Quantencomputer sollen uns dank enormer Rechenleistung völlig neue Möglichkeiten eröffnen. Das gilt allerdings auch für Hackerinnen und Hacker: Denn Quantenrechner können heutige Verschlüsselungsverfahren etwa für das Onlinebanking knacken. Ein Forschungsteam des Instituts für Photonik (IOP) der Leibniz Universität Hannover unter Leitung von Michael Kues, Vorstand im Exzellenzcluster PhoenixD, entwickelt daher zusammen mit ALTER TECHNOLOGY, Teil der TÜV NORD GROUP, eine neue, abhörsichere Verschlüsselungsmethode für den Internetverkehr – via Satellit und gestützt auf quantenmechanische Prinzipien.

 

#explore: Herr Kues, warum sind kommende Quantencomputer ein großes Problem für heutige Verschlüsselungsverfahren?

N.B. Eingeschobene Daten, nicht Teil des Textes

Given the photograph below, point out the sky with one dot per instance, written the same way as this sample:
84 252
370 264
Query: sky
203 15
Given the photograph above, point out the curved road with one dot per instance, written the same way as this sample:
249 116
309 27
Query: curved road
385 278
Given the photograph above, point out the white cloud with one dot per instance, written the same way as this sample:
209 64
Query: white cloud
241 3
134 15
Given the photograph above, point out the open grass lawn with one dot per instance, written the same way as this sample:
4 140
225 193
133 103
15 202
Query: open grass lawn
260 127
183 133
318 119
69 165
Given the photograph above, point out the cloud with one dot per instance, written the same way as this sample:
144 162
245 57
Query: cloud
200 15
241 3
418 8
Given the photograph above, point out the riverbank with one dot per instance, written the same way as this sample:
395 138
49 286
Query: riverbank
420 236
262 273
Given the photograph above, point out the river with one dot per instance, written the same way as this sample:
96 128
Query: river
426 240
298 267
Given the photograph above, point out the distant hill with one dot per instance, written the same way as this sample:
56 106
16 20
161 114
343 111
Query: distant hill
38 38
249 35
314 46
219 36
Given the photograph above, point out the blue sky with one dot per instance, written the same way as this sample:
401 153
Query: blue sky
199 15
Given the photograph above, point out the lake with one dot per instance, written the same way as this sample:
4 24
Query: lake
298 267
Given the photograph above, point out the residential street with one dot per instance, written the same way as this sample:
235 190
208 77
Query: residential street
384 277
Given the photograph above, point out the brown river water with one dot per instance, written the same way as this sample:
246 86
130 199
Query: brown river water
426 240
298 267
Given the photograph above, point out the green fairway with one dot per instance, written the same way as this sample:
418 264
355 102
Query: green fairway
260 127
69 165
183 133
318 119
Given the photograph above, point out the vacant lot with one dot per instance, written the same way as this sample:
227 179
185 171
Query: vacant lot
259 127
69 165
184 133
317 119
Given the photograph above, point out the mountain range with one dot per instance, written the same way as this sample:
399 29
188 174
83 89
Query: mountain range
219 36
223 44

Michael Kues: Unsere heutigen Verschlüsselungsmethoden etwa für Internetkommunikation, Passwortübermittlung oder Onlinebanking basieren auf dem sogenannten RSA-Verfahren. Für die Schlüsselerzeugung werden dabei große Primzahlen multipliziert, was für Computer ein Leichtes ist. Diese Verschlüsselung aber zu knacken ist für Hackerinnen und Hacker nach aktuellem Stand nicht möglich. Denn solche großen Zahlen wieder zu zerlegen, wenn die Primfaktoren nicht bekannt sind, überfordert die Kapazität klassischer Rechner. Bei einer Zahl mit mehr als 2.000 Ziffern bräuchte ein heutiger Computer dafür länger, als das Universum alt ist. Da ein Quantencomputer anders operiert und damit künftig auch den Einsatz anderer Algorithmen erlaubt, könnte er eine solche Verschlüsselung dechiffrieren. Mit entsprechend leistungsfähigen Quantencomputern ist in den nächsten zehn bis dreißig Jahren zu rechnen. Sensible Daten von Krankenkassen und Behörden wären dann einfach lesbar. Und da diese Daten nach gesetzlichen Vorgaben über Jahrzehnte sicher gespeichert werden müssen, dürfen wir keine Zeit verlieren, um neue Verschlüsselungsverfahren auf den Weg zu bringen. Aber auch abseits des Quantencomputers: Nur weil es bislang keinen Algorithmus für klassische Computer gibt, der eine Primzahlzerlegung erlaubt, heißt das nicht, dass er nicht schon im nächsten Jahr von klugen Menschen entwickelt werden kann. Das würde unsere heutigen Verschlüsselungssysteme obsolet machen, noch bevor der Quantencomputer sein volles Leistungspotenzial entfaltet.

 

Wie können diese neuen Verschlüsselungsverfahren aussehen?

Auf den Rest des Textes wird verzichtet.